Fields quiso seguir a Annie escaleras arriba, pero se apresuró a acudir a sus oficinas de la calle Tremont, donde encontró a su jefe administrativo, J. R. Osgood, en la habitación de atrás. Cecilia Emory, la recepcionista del vestíbulo, ocupaba un cómodo sillón, sollozando y escondiéndose la cara. Dan Teal, el mozo del turno de noche, estaba sentado tranquilamente, aplicándose un pañuelo al labio ensangrentado.
– ¿Qué pasa? ¿Qué le ha ocurrido a la señorita Emory? -preguntó Fields.
Osgood apartó a Fields de la muchacha, presa de la histeria.
– Se trata de Samuel Ticknor. -Osgood hizo una pausa para escoger las palabras-. Ticknor estaba besando a la señorita Emory detrás del mostrador, fuera del horario de trabajo. Ella se resistió, le gritó que se detuviera e intervino el señor Teal. Me temo que el señor Teal hubo de reducir físicamente al señor Ticknor.
Fields se acercó una silla y animó amablemente a Cecilia Emory:
– Puede usted hablar con libertad, querida.
La señorita Emory se esforzó por contener el llanto.
– Lo siento, señor Fields. Necesito este empleo, y él dijo que si yo no hacía lo que me pedía… Bien, él es el hijo de William Ticknor, y ellos dicen que usted pronto deberá nombrarlo socio junior debido a su nombre…
Se cubrió la boca con la mano, como si quisiera no haber pronunciado aquellas terribles palabras.
– ¿Usted… lo rechazó? -preguntó Fields con delicadeza.
Ella asintió.
– Es un hombre fuerte. Gracias a Dios…, el señor Teal estaba allí.
– ¿Cuánto ha durado eso con el señor Ticknor, señorita Emory? -preguntó Fields.
Cecilia respondió entre sollozos:
– Tres meses. -Casi el tiempo que llevaba contratada-. ¡Pero pongo a Dios por testigo de que nunca hubiera querido hacerlo, señor Fields! ¡Debe usted creerme!

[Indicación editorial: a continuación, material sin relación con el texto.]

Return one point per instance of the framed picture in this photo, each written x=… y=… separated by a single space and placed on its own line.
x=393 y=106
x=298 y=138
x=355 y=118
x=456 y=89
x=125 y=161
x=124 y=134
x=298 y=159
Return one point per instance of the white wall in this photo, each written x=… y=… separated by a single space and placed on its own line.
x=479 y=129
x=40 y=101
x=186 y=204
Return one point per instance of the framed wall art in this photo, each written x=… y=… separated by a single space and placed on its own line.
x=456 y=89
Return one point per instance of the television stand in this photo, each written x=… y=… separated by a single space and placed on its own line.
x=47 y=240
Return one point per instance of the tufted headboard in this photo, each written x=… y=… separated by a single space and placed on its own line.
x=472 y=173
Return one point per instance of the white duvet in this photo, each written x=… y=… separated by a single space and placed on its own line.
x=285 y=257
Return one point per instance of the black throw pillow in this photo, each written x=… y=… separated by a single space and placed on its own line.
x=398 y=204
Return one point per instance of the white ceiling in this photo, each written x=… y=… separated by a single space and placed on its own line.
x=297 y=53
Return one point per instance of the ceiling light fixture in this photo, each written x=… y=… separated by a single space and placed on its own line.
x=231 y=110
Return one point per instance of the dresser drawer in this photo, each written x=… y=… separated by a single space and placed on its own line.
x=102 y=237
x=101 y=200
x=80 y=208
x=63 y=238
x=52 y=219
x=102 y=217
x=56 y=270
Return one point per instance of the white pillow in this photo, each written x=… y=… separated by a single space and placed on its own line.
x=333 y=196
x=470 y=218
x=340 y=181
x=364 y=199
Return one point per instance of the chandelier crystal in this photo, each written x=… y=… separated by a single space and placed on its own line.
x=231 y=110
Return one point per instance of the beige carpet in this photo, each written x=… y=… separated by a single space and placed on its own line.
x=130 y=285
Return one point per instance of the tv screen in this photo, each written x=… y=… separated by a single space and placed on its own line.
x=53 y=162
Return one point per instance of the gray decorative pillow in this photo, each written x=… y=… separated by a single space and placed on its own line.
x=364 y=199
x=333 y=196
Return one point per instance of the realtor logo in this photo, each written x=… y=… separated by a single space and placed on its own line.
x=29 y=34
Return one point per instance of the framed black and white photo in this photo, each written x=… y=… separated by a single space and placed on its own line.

Fields le dio unos golpecitos en la mano y le habló paternalmente:
– Mi querida señorita Emory, escúcheme. Dado que es usted huérfana, pasaré por alto esto y le permito conservar su puesto. Ella asintió valorativamente y le echó los brazos al cuello. Fields se puso en pie.
– ¿Dónde está él? -le preguntó a Osgood.
Estaba furioso. Aquello era una falta de lealtad de la peor especie.
– Lo tenemos en la habitación de al lado, esperándolo, señor Fields. Debo decirle que ha negado la versión que ha dado ella.
– Si algo sé de la naturaleza humana, esa chica era completamente inocente, Osgood. Señor Teal -dijo, volviéndose al mozo-. ¿Ha sido usted testigo de todo cuanto ha dicho la señorita Emory?
Teal respondió hablando muy despacio, con la boca moviéndose arriba y abajo como era habitual en él.
– Estaba disponiéndome a marcharme, señor. Vi a la señorita Emory debatiéndose y pidiéndole al señor Ticknor que la dejara. Así que le pegué hasta que se detuvo.